Выбрать главу

Ежился, горбился Суханов, кряхтел, пытался локтем сдвинуть Любину руку с ноги, но Люба этих попыток не замечала, она словно бы испытывала Суханова, а Суханов был готов сквозь пол провалиться, он сгорал в невидимом пламени, ругал себя за то, что обратился к Любе с вопросом, что сел именно тут – ведь мог бы найти место на скамье в противоположном углу, мог вообще стать в проходе и подпереть плечом низкую судовую притолоку. Сейчас ему наверняка придется объясняться с Любиным мужем – вон как тот буравит его глазами, словно бы насквозь протыкает, крупные руки с крупными суставами и оплющенными от тяжелой работы пальцами подрагивают на коленях, чешутся – дай им волю, придушат Суханова. Он наверняка уже не одного морехода придушил на этом судне из-за красавицы-жены, сейчас затеет разбирательство на людях, ткнет кулаком в глаз. А Люба все не убирает руку с его ноги…

Нет, так просто этому мухомору он не дастся, на людях не позволит себя обидеть. Суханов поугрюмел, поиграл в ответ напружиненными мышцами, проверил, так сказать, себя.

Когда расходились, Любин муж ему ничего не сказал.

А вот зеленоротый коллега на прощание хихикнул:

– Ты, как я заметил, на Любу глаз положил?

От неожиданности Суханов приподнял плечи, он не знал, что ответить.

– Да ты не бойся, не продам. Положил ведь, а?

– Полюбовался немного, – нехотя проговорил Суханов.

– Ею не любоваться, ею заниматься надо, – насмешливо заметил четвертый помощник капитана, посмотрел на Суханова в упор, и Суханов понял вдруг, что этот зеленый салага не так уж зелен, он знает нечто такое, чего не знает Суханов, и на познание этого Суханову понадобится немало времени.

– Как так? – не понял Суханов.

– Очень просто. У Любки на корабле есть штатный муж, он с нею рядом сидел, за локоть держал, и сорок четыре нештатных.

– Сорок четыре? – хриплым, показавшимся ему страшноватым голосом переспросил Суханов, дернулся неверяще и чуть не заплакал – показалось, что этот салага-штурман кровно обидел его, слишком грубо и безжалостно поступил, сообщив ему то, чего не должен был сообщать, разрушил сказку, растоптал ногами прозрачный стеклянный домик… Тоскливыми глазами посмотрел на мутное вываренное пятно солнца, висевшее над портом, и ему показалось, что вместо одного солнца в небе плавает целых четыре, каждое покрыто слепой ороговелой пленкой, похожей на куриное веко, и нет от этих светил никакого прока – ни тепла, ни радости. Суханов съежился, бросил своего сопровождающего. Тот затопал сзади ботинками по судовому железу, пытался что-то объяснить, хлопал Суханова ладонью по спине, но Суханов уже не хотел что-либо видеть или слышать.
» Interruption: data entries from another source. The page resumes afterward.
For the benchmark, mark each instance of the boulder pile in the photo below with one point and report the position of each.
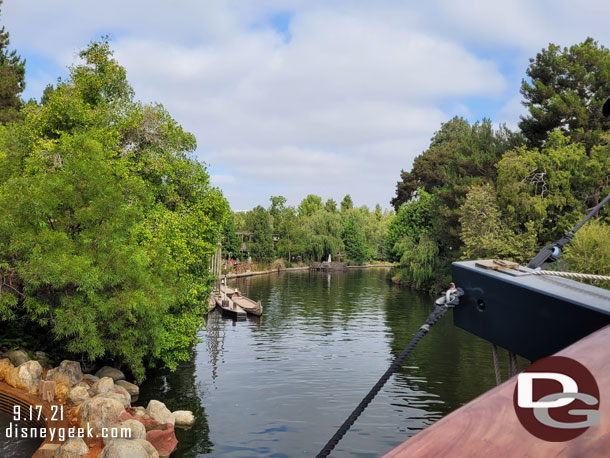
(101, 403)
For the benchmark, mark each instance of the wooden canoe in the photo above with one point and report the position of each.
(229, 308)
(250, 306)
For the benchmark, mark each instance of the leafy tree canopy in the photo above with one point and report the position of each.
(347, 203)
(108, 224)
(261, 248)
(565, 91)
(310, 205)
(459, 156)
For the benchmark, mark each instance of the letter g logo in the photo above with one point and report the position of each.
(556, 399)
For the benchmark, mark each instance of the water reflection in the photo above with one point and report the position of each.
(280, 386)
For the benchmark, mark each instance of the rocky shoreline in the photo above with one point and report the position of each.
(100, 404)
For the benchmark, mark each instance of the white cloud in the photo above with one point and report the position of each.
(341, 107)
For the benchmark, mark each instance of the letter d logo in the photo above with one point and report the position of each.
(556, 399)
(525, 389)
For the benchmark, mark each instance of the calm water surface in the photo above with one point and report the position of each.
(280, 386)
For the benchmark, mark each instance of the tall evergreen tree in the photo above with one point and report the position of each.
(261, 248)
(12, 80)
(566, 90)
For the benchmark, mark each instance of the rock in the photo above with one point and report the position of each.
(72, 448)
(78, 395)
(164, 440)
(67, 372)
(61, 390)
(26, 377)
(122, 448)
(184, 418)
(103, 385)
(93, 378)
(128, 429)
(17, 357)
(133, 390)
(152, 451)
(123, 397)
(158, 411)
(43, 359)
(140, 412)
(111, 372)
(5, 367)
(99, 412)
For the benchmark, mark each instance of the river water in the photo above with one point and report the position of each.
(280, 386)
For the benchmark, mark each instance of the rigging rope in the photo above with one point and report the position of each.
(494, 353)
(442, 304)
(577, 275)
Впрочем, после каждого хлопка его одолевало желание обернуться и двинуть зеленогубого сопляка кулаком, но он сдерживал себя, в самых дальних закоулках сознания хранил завязанный на память узелок: он находится в гостях и обязан вести себя как гость.

Мальчишкой тогда был Суханов, сопляком, все принял, словно заряд дроби, в себя, ему казалось, что дробь перешибла хребет, сбила с ног и он, как последний опустившийся бродяга, бездомный и хмельной, валяется в придорожной канаве, пахнущей пылью, мазутом и кошками.
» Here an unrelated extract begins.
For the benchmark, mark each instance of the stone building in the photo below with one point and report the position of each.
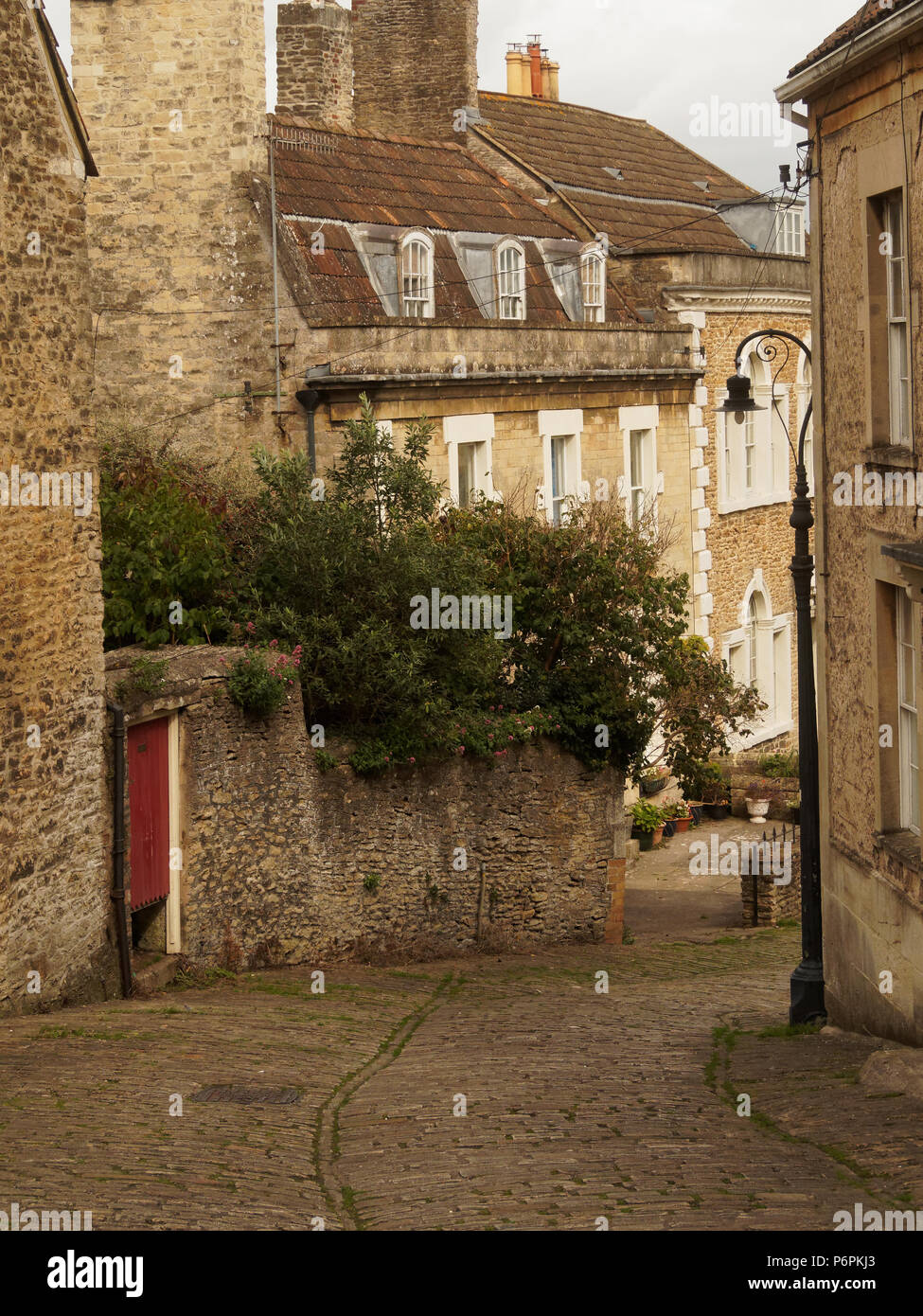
(559, 290)
(56, 924)
(864, 91)
(683, 236)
Долго потом Суханов вспоминал Любу с рыболовецкого траулера, винил ее, клял, а потом прощал, хотя никакого права, чтобы клясть ее, винить, не имел. Все это детское, никчемное, хотя и слезное. Исходя из нынешнего своего опыта, из возраста, Суханов считал, что у молодого человека органов чувств гораздо больше, чем у взрослого, уже потертого жизнью, с задубевшей кожей. Иначе отчего же юные люди бывают такими квелыми. И к чему все эти слезы, копеечные страдания, маята? Кем он доводился ей, чтобы страдать? Мужем, братом, деверем? Чтобы маяться, вначале надо было обрести Любу, а обретя, потерять – вот тогда, вероятно, можно было прислушиваться к собственному сердцу: живо оно еще там?